摘要： 研究农田土壤酶活性对CO₂浓度升高和增温的响应,可为气候变化背景下农田生态系统养分管理提供科学依据。本研究在人工模拟气候室进行盆栽控制试验,设置了4种气候情景,分别为对照(CK,CO₂浓度400 μmol·mol^-1+正常环境温度)、CO₂浓度升高(ECO₂,CO₂浓度800 μmol·mol^-1+正常环境温度)、增温(ET,CO₂浓度400 μmol·mol^-1+增温4 ℃)及CO₂浓度和温度均升高(ECO₂+T,CO₂浓度800 μmol·mol^-1+增温4 ℃),研究有、无冬小麦生长下β--葡萄糖苷酶(βG)、β-N-乙酰葡糖苷酶(NAG)、碱性磷酸单脂酶(ALP)和多酚氧化酶(PPO)4种土壤酶活性在冬小麦拔节期(JS)、开花期(AS)、灌浆期(FS)和成熟期(MS)对CO₂浓度升高和增温的响应。结果表明:无冬小麦生长下,ECO₂与CK间4种土壤酶活性差异不显著,而ET和ECO₂+T处理对4种土壤酶活性有显著抑制作用。有冬小麦生长条件下,与CK相比,ECO₂和ECO₂+T处理对4种土壤酶活性均无显著影响;ET处理对土壤ALP和PPO活性有显著影响;ECO₂+T与ET间4种土壤酶活性有显著差异,与ET相比,ECO₂+T处理的土壤βG活性在JS期显著增加,NAG活性在JS期显著降低,ALP活性在AS和FS期显著增加,PPO活性在JS期显著降低,而在AS期显著增加。
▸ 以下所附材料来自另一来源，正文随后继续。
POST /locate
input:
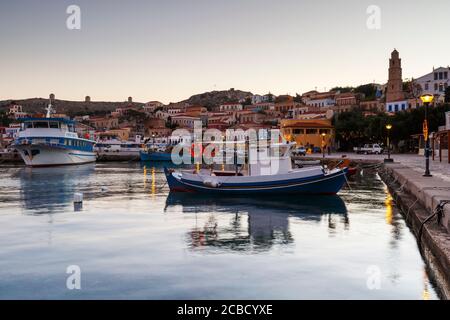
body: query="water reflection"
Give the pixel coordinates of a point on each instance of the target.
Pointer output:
(51, 189)
(247, 224)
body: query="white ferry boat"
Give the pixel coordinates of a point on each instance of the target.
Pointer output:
(52, 142)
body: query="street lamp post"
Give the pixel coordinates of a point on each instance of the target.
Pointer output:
(388, 128)
(323, 144)
(426, 99)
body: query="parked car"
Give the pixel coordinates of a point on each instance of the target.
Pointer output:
(300, 151)
(369, 149)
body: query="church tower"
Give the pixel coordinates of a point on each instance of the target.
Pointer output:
(395, 82)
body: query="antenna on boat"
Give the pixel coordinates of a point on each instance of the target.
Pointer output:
(49, 108)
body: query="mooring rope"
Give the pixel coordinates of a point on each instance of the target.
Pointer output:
(438, 211)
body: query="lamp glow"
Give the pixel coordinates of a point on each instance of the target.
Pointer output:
(427, 98)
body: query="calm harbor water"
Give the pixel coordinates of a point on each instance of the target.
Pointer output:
(132, 240)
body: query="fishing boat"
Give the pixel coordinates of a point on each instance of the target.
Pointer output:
(110, 148)
(156, 153)
(52, 141)
(271, 173)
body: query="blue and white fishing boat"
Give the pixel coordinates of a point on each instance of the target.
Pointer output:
(156, 153)
(52, 141)
(273, 175)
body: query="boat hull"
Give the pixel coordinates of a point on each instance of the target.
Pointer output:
(45, 156)
(318, 184)
(155, 156)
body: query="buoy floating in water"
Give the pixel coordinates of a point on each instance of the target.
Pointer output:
(78, 201)
(78, 198)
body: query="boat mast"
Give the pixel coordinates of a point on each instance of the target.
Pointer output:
(49, 108)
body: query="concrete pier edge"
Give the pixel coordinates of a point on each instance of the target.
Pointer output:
(417, 198)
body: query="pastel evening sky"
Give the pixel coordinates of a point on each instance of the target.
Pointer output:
(168, 50)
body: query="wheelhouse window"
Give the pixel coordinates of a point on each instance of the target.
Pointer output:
(40, 124)
(54, 125)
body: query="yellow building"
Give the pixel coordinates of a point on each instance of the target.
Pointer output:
(308, 132)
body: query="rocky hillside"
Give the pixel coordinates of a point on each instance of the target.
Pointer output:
(71, 108)
(74, 108)
(215, 98)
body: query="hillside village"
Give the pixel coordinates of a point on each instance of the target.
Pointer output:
(305, 118)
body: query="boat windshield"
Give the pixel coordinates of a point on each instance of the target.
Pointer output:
(41, 125)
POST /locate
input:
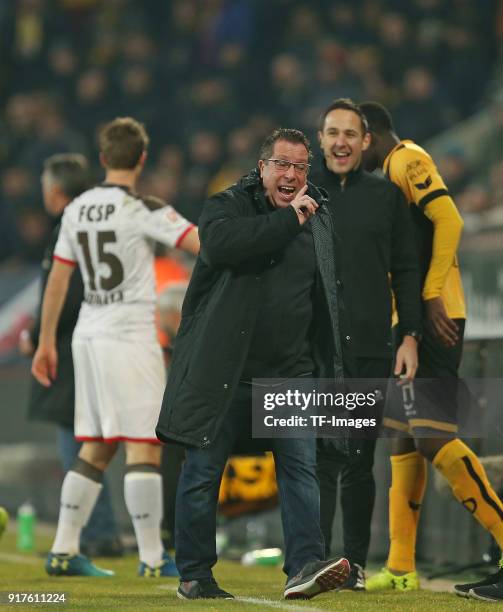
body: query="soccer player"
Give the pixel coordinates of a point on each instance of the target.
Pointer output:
(430, 427)
(66, 176)
(109, 233)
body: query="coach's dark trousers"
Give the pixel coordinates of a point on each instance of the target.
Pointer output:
(197, 496)
(354, 475)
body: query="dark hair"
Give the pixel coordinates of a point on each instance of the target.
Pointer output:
(122, 142)
(70, 171)
(344, 104)
(288, 134)
(378, 117)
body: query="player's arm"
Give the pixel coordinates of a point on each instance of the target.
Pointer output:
(428, 191)
(190, 242)
(167, 226)
(406, 287)
(447, 229)
(45, 361)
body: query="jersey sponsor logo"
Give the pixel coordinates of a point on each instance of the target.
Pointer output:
(95, 212)
(415, 169)
(424, 185)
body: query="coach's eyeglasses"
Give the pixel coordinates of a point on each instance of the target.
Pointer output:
(283, 165)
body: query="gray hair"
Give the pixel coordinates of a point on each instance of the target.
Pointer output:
(70, 171)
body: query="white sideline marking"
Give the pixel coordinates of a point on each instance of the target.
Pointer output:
(13, 558)
(256, 601)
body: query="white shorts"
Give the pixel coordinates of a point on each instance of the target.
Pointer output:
(119, 387)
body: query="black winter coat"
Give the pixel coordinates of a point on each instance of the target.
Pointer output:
(56, 403)
(376, 239)
(239, 236)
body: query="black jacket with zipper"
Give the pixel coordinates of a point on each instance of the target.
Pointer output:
(377, 253)
(239, 239)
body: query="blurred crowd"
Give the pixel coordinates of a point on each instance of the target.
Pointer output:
(210, 78)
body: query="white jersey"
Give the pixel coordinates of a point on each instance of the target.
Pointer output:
(111, 235)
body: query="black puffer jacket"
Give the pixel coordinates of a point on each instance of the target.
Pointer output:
(239, 236)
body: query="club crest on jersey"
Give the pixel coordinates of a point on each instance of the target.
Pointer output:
(424, 185)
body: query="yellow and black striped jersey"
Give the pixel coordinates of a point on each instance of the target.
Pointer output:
(437, 219)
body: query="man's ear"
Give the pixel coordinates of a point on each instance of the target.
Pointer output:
(367, 139)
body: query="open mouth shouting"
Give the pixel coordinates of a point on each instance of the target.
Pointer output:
(341, 157)
(287, 192)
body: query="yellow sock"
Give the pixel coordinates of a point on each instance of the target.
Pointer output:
(408, 482)
(470, 485)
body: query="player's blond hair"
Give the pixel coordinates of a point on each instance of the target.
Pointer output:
(122, 142)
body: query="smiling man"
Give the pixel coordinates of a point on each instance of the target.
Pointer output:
(266, 267)
(376, 239)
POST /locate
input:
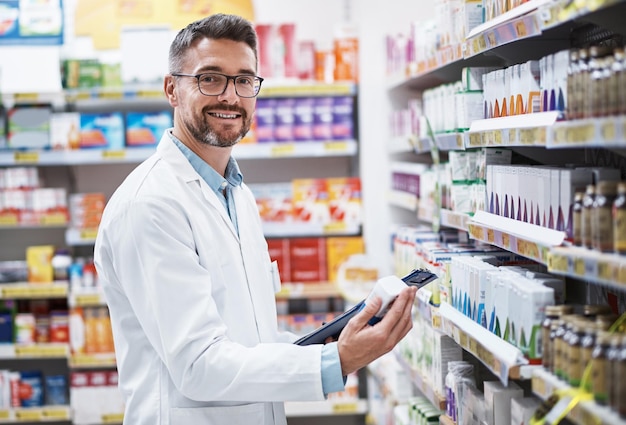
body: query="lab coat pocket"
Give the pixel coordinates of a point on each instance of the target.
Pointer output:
(275, 275)
(246, 414)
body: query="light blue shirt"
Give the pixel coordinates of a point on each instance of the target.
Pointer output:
(332, 380)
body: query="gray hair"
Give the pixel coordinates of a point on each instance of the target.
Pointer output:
(217, 26)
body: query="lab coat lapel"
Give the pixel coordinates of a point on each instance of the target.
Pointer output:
(173, 156)
(257, 265)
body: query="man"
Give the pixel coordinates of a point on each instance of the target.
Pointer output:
(185, 269)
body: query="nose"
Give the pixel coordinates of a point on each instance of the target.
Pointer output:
(230, 93)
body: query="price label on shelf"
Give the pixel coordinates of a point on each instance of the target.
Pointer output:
(26, 157)
(608, 131)
(335, 146)
(475, 139)
(113, 155)
(53, 219)
(52, 413)
(112, 418)
(345, 407)
(520, 29)
(285, 149)
(28, 415)
(8, 219)
(88, 234)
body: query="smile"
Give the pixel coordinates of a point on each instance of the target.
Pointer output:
(225, 116)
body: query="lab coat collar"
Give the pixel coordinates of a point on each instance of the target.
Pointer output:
(171, 154)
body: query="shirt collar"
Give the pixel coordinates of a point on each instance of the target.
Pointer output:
(215, 181)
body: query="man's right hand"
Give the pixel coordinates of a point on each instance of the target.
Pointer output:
(360, 343)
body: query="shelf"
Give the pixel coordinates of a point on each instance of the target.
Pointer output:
(269, 150)
(581, 263)
(78, 237)
(530, 31)
(593, 132)
(297, 88)
(406, 200)
(326, 408)
(27, 290)
(528, 240)
(437, 400)
(86, 297)
(308, 290)
(291, 229)
(586, 412)
(34, 351)
(91, 361)
(501, 358)
(73, 157)
(47, 414)
(516, 130)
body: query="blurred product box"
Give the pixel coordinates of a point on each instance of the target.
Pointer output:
(310, 201)
(307, 259)
(323, 118)
(29, 127)
(344, 200)
(343, 118)
(146, 128)
(81, 73)
(265, 120)
(303, 119)
(338, 250)
(64, 130)
(105, 131)
(86, 209)
(39, 263)
(284, 119)
(3, 128)
(279, 251)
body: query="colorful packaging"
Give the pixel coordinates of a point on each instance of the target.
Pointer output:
(323, 118)
(105, 131)
(265, 118)
(303, 119)
(343, 118)
(146, 128)
(39, 263)
(284, 119)
(29, 127)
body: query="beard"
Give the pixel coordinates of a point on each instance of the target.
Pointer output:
(205, 133)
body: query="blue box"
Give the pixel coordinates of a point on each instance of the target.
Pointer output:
(146, 128)
(104, 131)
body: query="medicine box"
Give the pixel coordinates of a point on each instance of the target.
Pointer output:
(29, 127)
(105, 131)
(146, 128)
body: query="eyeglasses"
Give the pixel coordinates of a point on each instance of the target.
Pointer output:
(214, 84)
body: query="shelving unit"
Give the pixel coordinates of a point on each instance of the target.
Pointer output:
(529, 32)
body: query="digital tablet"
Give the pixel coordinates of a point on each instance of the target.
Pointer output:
(418, 277)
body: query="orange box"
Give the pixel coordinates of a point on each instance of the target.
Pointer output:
(39, 263)
(344, 199)
(338, 250)
(310, 201)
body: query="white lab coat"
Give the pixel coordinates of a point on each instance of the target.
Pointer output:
(192, 304)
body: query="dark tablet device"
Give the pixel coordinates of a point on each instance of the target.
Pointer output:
(417, 277)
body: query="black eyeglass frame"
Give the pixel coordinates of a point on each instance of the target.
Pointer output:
(228, 78)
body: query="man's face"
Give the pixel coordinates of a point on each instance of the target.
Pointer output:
(220, 120)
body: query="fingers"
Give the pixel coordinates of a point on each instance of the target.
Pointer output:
(370, 309)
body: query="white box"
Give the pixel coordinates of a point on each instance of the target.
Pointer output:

CO₂浓度升高与增温的交互作用在有、无冬小麦生长下均对土壤NAG和ALP活性有显著影响;无冬小麦生长下,增温和试验时段的交互作用对4种土壤酶活性有显著影响,而在有冬小麦生长下,增温和生育期的交互作用仅对ALP和PPO活性有显著影响;CO₂浓度升高、增温与试验时段的交互作用在无冬小麦生长下对土壤βG、ALP和PPO活性有显著影响,而在有冬小麦生长下CO₂浓度升高、增温与生育期对土壤NAG、ALP和PPO活性有显著影响。冬小麦生长对土壤βG、NAG和ALP活性在前两个生育期(JS+AS期)表现为显著抑制作用,在后两个生育期(FS+MS期)表现为显著促进作用,对土壤PPO活性在全生育期均表现为显著抑制作用。总体上,CO₂浓度升高对冬小麦土壤酶活性的影响不显著,而CO₂浓度与温度均升高对冬小麦土壤酶活性的影响在不同生育期因土壤酶种类不同而不同;此外,有、无冬小麦条件下4种土壤酶活性对CO₂浓度升高与增温的交互作用响应程度不一。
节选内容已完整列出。